Following formula (1)
[Chemical 1]
_{(A 1-x Ce x)} 3 (Al 1-y Ga y) 5 O 12 (1)
(In the formula, A is at least one element selected from Tb, Gd and La, and 1 × 10 ⁻³ ≦ x ≦ 1 × 10 ⁻¹ and 1 × 10 ⁻⁶ ≦ y ≦ 1.)
A solid scintillator in which fluorine is contained in a crystal grain boundary of a polycrystalline body composed of crystals of a garnet structure oxide having a composition ratio represented by:
The fluorine is contained in an amount of 1 to 100 ppm by mass with respect to the garnet structure oxide. 2. The solid scintillator according to claim 1, wherein the fluorine is contained in an amount of 4 mass ppm to 87 mass ppm with respect to the garnet structure oxide. The solid scintillator according to claim 1 or 2, wherein the solid scintillator is a sintered body. The solid scintillator according to any one of claims 1 to 3, wherein the surface roughness Ra is 0.5 µm or less. 5. The solid scintillator according to claim 1, wherein the number of shed grains having a maximum diameter of 2 μm or more per 100 μm × 100 μm of the cutting surface is one or less. 6. The solid scintillator according to claim 1, wherein the solid scintillator is composed of a single phase having a garnet structure. A radiation detector comprising the solid scintillator according to any one of claims 1 to 6. A radiation inspection apparatus using the radiation detector according to claim 7. Following formula (1)
[Chemical 2]
_{(A 1-x Ce x)} 3 (Al 1-y Ga y) 5 O 12 (1)

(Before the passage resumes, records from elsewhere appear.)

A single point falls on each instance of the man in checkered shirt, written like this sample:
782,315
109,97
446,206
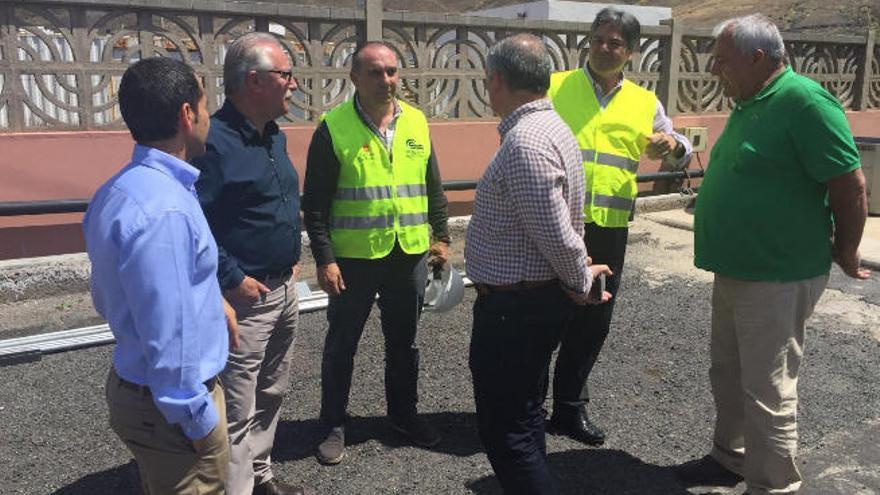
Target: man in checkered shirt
527,258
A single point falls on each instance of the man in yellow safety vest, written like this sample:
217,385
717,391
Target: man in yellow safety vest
372,198
615,122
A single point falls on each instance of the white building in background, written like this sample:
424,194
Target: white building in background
567,10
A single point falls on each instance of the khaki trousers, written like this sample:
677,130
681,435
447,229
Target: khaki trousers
166,459
757,345
255,379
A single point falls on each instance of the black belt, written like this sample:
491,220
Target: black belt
486,289
145,390
285,274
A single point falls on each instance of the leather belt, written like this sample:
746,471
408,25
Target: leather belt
486,289
284,274
144,390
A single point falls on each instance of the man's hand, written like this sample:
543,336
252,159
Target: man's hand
438,254
231,324
248,292
850,264
581,299
330,279
593,296
659,145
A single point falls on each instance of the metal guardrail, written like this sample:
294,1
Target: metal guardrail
19,208
33,348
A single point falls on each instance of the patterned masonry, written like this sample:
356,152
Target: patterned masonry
60,64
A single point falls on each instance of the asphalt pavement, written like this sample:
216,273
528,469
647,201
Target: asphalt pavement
650,392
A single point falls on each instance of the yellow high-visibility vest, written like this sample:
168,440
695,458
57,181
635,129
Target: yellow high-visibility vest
611,141
379,198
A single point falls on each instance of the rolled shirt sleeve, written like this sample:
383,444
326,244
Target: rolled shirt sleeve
156,267
662,123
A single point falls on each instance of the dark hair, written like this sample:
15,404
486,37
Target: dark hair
627,23
151,94
355,57
523,62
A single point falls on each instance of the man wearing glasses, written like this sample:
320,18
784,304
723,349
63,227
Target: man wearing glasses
372,192
249,191
615,122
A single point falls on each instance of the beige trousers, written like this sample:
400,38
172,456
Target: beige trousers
757,345
255,380
167,461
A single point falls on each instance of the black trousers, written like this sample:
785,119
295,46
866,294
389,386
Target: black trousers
586,333
514,335
399,279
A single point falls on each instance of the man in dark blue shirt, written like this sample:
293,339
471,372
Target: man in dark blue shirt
249,191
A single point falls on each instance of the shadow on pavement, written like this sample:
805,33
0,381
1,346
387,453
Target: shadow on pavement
295,440
121,479
599,471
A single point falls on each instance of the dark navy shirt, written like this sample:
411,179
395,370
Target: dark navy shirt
249,192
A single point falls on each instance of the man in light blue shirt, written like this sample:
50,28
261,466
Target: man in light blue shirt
154,264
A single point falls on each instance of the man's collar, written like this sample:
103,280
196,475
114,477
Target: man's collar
768,90
169,165
366,117
593,80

(In the formula, A is at least one element selected from Tb, Gd and La, and 1 × 10 ⁻³ ≦ x ≦ 1 × 10 ⁻¹ and 1 × 10 ⁻⁶ ≦ y ≦ 1.)
A garnet structure oxide having a composition ratio represented by a single crystal containing fluorine,
The powder for producing a solid scintillator, wherein the fluorine is contained in an amount of 10 mass ppm to 500 mass ppm with respect to the garnet structure oxide. A mixed powder preparation step of mixing a raw material powder for producing a garnet structure oxide having a composition ratio represented by the following formula (1) and a fluoride to obtain a mixed powder;
[Chemical formula 3]
_{(A 1-x Ce x)} 3 (Al 1-y Ga y) 5 O 12 (1)

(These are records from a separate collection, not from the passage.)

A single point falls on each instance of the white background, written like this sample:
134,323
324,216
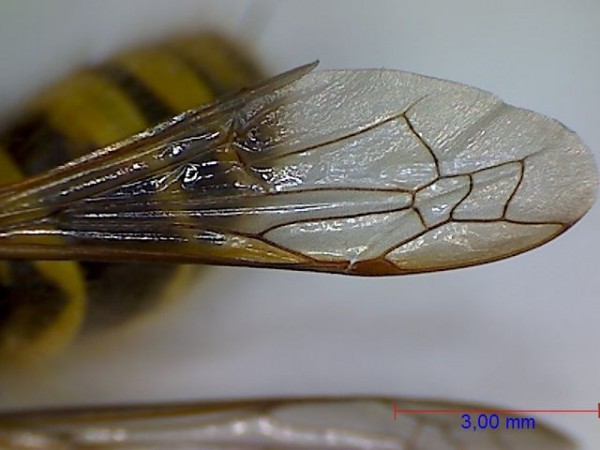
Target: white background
521,333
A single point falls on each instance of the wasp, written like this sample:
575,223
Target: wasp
154,158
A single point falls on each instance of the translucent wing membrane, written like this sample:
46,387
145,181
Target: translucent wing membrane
362,172
352,424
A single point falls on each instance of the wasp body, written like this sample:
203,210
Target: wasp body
44,304
368,172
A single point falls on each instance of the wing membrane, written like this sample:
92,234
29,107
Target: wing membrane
349,424
365,172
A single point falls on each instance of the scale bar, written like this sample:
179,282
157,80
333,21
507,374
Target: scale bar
398,411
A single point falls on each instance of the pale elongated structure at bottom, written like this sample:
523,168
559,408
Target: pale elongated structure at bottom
303,424
361,172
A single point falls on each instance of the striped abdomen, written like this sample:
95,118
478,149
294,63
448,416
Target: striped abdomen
44,304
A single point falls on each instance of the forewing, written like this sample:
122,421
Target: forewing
349,424
363,172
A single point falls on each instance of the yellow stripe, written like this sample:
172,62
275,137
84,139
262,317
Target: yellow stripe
168,77
90,111
66,275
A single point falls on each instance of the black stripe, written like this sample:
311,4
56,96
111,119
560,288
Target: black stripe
203,75
30,301
149,105
236,55
35,145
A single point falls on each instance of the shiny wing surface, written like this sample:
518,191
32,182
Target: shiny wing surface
349,424
370,172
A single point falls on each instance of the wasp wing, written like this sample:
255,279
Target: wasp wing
363,172
349,424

(In the formula, A is at least one element selected from Tb, Gd and La, and 1 × 10 ⁻³ ≦ x ≦ 1 × 10 ⁻¹ and 1 × 10 ⁻⁶ ≦ y ≦ 1.)

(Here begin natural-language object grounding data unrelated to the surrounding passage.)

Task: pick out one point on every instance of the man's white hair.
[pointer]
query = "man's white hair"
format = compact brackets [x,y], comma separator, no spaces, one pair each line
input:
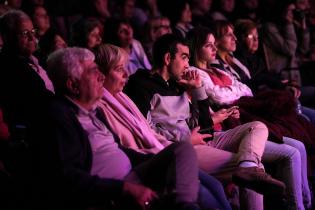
[67,63]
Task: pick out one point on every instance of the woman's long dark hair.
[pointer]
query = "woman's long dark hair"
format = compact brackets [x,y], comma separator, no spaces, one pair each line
[196,38]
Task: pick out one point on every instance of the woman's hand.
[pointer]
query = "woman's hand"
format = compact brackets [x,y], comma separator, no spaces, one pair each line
[191,80]
[198,138]
[220,116]
[235,114]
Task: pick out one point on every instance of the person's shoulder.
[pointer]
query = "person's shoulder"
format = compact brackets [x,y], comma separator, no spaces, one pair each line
[61,106]
[140,75]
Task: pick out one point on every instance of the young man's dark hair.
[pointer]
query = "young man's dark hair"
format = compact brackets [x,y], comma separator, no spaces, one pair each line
[165,44]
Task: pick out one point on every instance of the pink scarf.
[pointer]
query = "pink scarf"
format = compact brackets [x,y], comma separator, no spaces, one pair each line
[219,78]
[129,125]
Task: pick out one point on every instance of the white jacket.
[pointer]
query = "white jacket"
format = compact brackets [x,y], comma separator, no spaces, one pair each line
[222,95]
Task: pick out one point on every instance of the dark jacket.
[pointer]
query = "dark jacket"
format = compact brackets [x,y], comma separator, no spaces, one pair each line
[66,159]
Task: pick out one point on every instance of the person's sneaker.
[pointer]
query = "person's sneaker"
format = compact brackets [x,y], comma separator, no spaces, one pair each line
[257,179]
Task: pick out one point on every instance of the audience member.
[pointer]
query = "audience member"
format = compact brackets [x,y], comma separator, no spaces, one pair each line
[219,84]
[81,156]
[161,98]
[154,28]
[120,33]
[223,10]
[87,33]
[127,122]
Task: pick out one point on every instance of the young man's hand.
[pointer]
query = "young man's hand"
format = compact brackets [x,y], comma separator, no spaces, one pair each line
[141,194]
[191,80]
[220,116]
[198,138]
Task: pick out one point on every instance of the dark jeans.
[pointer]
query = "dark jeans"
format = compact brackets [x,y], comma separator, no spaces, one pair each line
[211,193]
[173,171]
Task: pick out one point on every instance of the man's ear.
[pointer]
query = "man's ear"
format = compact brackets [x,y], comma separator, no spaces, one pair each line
[72,86]
[167,58]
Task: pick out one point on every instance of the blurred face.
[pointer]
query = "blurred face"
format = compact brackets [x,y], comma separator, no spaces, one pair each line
[116,79]
[26,41]
[179,64]
[159,28]
[101,7]
[125,35]
[59,43]
[208,51]
[128,8]
[227,5]
[41,20]
[302,4]
[91,83]
[204,5]
[15,4]
[228,42]
[251,4]
[251,41]
[94,38]
[186,14]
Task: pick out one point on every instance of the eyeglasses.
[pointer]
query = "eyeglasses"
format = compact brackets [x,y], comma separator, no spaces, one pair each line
[230,35]
[27,33]
[120,69]
[252,36]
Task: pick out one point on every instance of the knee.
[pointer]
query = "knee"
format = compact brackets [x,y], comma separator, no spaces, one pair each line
[258,127]
[291,153]
[185,149]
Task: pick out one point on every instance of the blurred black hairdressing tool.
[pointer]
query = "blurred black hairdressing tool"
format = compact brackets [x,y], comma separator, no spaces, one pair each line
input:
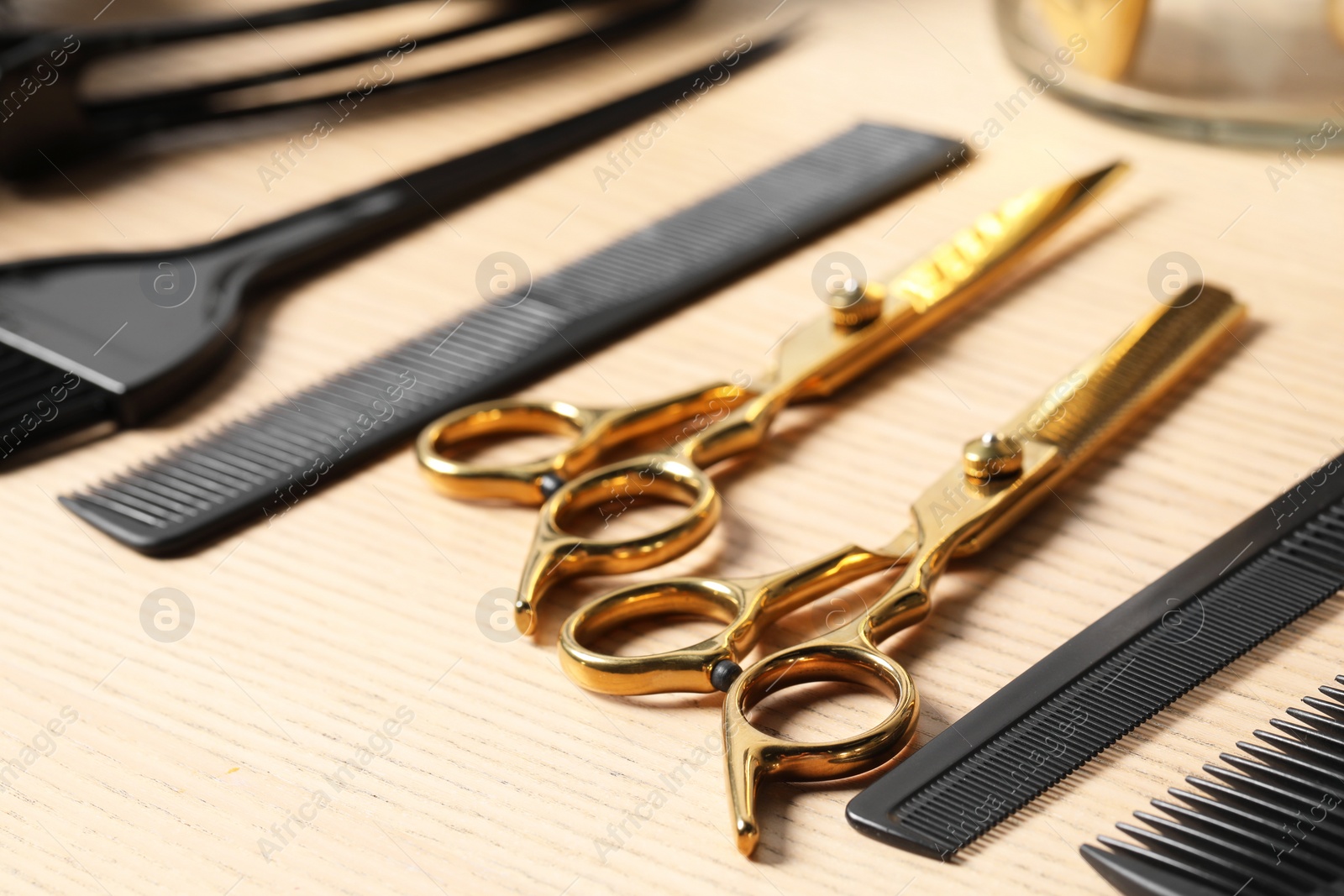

The mixed powder is fired at 1100 ° C. to 1400 ° C., and is made of a single crystal containing fluorine in the garnet structure oxide having the composition ratio represented by the above formula (1), and the fluorine is oxidized in the garnet structure A baking step of obtaining a solid scintillator-producing powder contained in an amount of 10 mass ppm to 500 mass ppm,
Fluorine was contained in the garnet structure oxide having the composition ratio represented by the above formula (1) by sintering the compact formed from the powder for producing the solid scintillator at 1200 ° C. to 1500 ° C. under pressure. A sintering process comprising a polycrystalline scintillator and obtaining a solid scintillator containing 1 to 100 mass ppm of the fluorine with respect to the garnet structure oxide;
A method for producing a solid scintillator, comprising: The mixed powder used in the mixing step is an amount of raw material powder prepared so as to produce 1 mol of garnet structure oxide having a composition ratio represented by the above formula (1), and 10 × 10 ^{−6 in} terms of fluorine. The method for producing a solid scintillator according to claim 10, comprising: mol to 500 × 10 ⁻⁶ mol of fluoride. The method for producing a solid scintillator according to claim 10 or 11, further comprising a strain removing step of performing a strain removing heat treatment at 1100 ° C to 1400 ° C on the solid scintillator obtained after the sintering step. The method for producing a solid scintillator according to claim 10 or 11, further comprising a cutting step of cutting the solid scintillator into a plurality of pieces. The method of manufacturing a solid scintillator according to claim 13, wherein the cutting step is performed by using a wire saw.